HCV antiviral drug development costs. The cost to develop an antiviral drug for CHC therapy includes out-of-pocket costs for preclinical and clinical studies and capitalized costs attributed to maintaining the administrative, organizational, and physical plant resources to allow drug approval and manufacturing. These estimates are based on published estimates8 and the author's experience with specific HCV and HIV antiviral drug development programs.

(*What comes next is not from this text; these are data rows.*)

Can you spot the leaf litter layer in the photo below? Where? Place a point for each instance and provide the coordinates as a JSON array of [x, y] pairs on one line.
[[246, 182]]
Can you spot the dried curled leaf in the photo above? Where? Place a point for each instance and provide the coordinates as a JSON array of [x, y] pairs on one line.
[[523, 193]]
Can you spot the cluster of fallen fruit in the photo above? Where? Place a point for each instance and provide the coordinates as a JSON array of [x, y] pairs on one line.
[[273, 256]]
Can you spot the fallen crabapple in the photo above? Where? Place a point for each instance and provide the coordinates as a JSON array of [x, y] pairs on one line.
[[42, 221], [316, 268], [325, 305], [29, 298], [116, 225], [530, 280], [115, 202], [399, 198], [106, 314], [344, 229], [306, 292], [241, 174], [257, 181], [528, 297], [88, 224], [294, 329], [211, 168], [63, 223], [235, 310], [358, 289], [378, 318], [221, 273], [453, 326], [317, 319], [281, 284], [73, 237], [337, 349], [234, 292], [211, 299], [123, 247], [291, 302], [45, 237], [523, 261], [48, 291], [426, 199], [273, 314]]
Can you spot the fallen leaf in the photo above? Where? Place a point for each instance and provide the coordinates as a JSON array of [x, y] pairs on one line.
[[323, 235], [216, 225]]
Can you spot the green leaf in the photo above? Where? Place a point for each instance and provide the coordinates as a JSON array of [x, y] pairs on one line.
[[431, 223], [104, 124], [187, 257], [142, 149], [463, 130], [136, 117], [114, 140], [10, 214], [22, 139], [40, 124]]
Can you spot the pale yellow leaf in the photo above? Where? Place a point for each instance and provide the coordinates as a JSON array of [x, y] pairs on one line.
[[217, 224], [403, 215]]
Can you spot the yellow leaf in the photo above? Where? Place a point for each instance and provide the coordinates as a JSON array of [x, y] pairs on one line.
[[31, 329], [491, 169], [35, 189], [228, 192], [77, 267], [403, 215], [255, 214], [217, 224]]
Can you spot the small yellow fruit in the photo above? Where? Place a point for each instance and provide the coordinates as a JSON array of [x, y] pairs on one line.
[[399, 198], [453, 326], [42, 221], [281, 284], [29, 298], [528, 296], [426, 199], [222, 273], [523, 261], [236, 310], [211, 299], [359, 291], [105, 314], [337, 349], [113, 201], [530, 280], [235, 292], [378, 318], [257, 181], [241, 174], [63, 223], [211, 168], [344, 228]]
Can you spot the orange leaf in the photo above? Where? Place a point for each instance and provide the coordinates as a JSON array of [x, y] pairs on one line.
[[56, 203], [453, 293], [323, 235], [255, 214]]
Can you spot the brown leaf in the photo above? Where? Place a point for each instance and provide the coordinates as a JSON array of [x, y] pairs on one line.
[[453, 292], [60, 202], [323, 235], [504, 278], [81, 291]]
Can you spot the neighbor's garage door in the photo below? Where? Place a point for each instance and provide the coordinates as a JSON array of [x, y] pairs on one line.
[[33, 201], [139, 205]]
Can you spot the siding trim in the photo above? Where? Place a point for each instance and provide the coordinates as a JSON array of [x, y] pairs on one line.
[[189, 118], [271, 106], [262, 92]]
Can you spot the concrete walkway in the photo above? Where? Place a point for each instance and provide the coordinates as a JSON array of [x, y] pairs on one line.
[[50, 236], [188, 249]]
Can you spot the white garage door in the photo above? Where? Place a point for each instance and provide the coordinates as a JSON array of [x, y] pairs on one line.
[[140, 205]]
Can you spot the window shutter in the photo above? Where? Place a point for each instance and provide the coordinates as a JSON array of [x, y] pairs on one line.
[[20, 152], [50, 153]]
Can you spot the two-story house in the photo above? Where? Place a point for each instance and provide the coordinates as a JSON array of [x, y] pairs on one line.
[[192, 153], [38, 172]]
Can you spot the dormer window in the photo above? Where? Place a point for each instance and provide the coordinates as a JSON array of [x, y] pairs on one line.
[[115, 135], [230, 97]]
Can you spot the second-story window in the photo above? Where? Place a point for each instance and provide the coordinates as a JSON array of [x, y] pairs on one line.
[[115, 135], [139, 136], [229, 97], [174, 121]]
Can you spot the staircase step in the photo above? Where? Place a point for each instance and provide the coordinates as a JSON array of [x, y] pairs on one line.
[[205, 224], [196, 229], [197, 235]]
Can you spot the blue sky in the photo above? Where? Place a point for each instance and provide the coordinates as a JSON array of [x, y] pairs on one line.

When safety, efficacy, regulatory, and economic considerations are rolled up into the HCV drug development decision-making process and the dust settles on the underlying translational scientific platform, it is estimated that less than 1 of 5 drugs reaching a successful phase 2 development point will progress to full development with approval and launch This estimate is based on the historical perspective for HIV drug development and overall industry trends.8 Although the majority of development failures appear to be largely related to efficacy failure and safety concerns, these concerns are intimately entwined with regulatory and economic considerations. The CPG 10101 saga is an example of even when there are apparently no safety or efficacy concerns, further drug development may be sidelined by other considerations. CPG 10101 is the not the first and certainly will not be the last promising new agent for HCV therapy withdrawn from development despite strong scientific evidence and rationale supporting further clinical studies. It appears that perhaps particularly for HCV drug development, good science is necessary to get you on the team and in the stadium, but it is not sufficient to guarantee you'll be in the game. To paraphrase the Bard, CPG 10101, we hardly knew ye.